Diffusion-based Models for Unpaired Super-resolution in Fluid Dynamics
Wuzhe Xu, Yulong Lu, Lian Shen, Anqing Xuan, Ali Barzegari
TL;DR
This work tackles the challenge of unpaired super-resolution in fluid dynamics by introducing a two-step diffusion-based pipeline. First, Enhanced Diffusion Domain Interpolation Bridge (EDDIB) translates low-fidelity, low-resolution data $u^l$ to a high-fidelity, low-resolution form $\tilde{u}^h$, preserving large-scale structures while recovering fine-scale details; second, cascaded SR3 upscales $\tilde{u}^h$ to high-fidelity, high-resolution outputs $u^h$. The framework is further extended to trajectory evolution by integrating neural operators (e.g., FNO) to learn system dynamics, enabling stable, long-term predictions. The authors provide theoretical guarantees for the translation step (KL and $\mathcal{W}_2$ bounds) and demonstrate effectiveness across 2D Navier–Stokes, Euler with shocks, and nonlinear water waves, with additional results for trajectory data.
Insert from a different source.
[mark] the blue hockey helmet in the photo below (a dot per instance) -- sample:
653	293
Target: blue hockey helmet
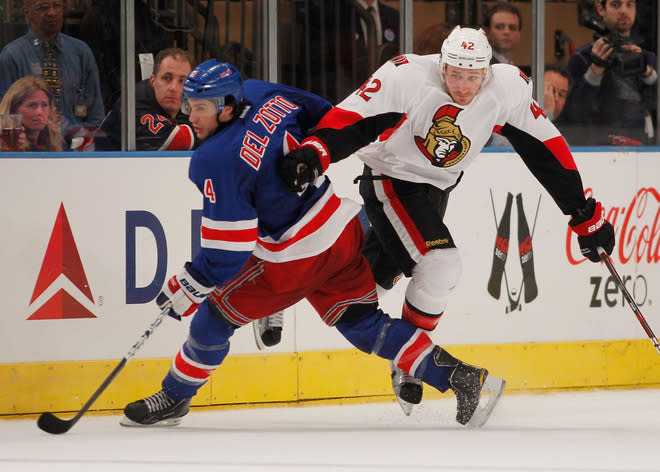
212	80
Overall, the approach offers a data-efficient, unpaired downscaling solution that preserves global structures while faithfully reconstructing multiscale features, with practical implications for accelerated, accurate simulations of chaotic fluid systems.
Abstract
High-fidelity, high-resolution numerical simulations are crucial for studying complex multiscale phenomena in fluid dynamics, such as turbulent flows and ocean waves. However, direct numerical simulations with high-resolution solvers are computationally prohibitive. As an alternative, super-resolution techniques enable the enhancement of low-fidelity, low-resolution simulations. However, traditional super-resolution approaches rely on paired low-fidelity, low-resolution and high-fidelity, high-resolution datasets for training, which are often impossible to acquire in complex flow systems. To address this challenge, we propose a novel two-step approach that eliminates the need for paired datasets. First, we perform unpaired domain translation at the low-resolution level using an Enhanced Denoising Diffusion Implicit Bridge. This process transforms low-fidelity, low-resolution inputs into high-fidelity, low-resolution outputs, and we provide a theoretical analysis to highlight the advantages of this enhanced diffusion-based approach. Second, we employ the cascaded Super-Resolution via Repeated Refinement model to upscale the high-fidelity, low-resolution prediction to the high-resolution result. We demonstrate the effectiveness of our approach across three fluid dynamics problems. Moreover, by incorporating a neural operator to learn system dynamics, our method can be extended to improve evolutionary simulations of low-fidelity, low-resolution data.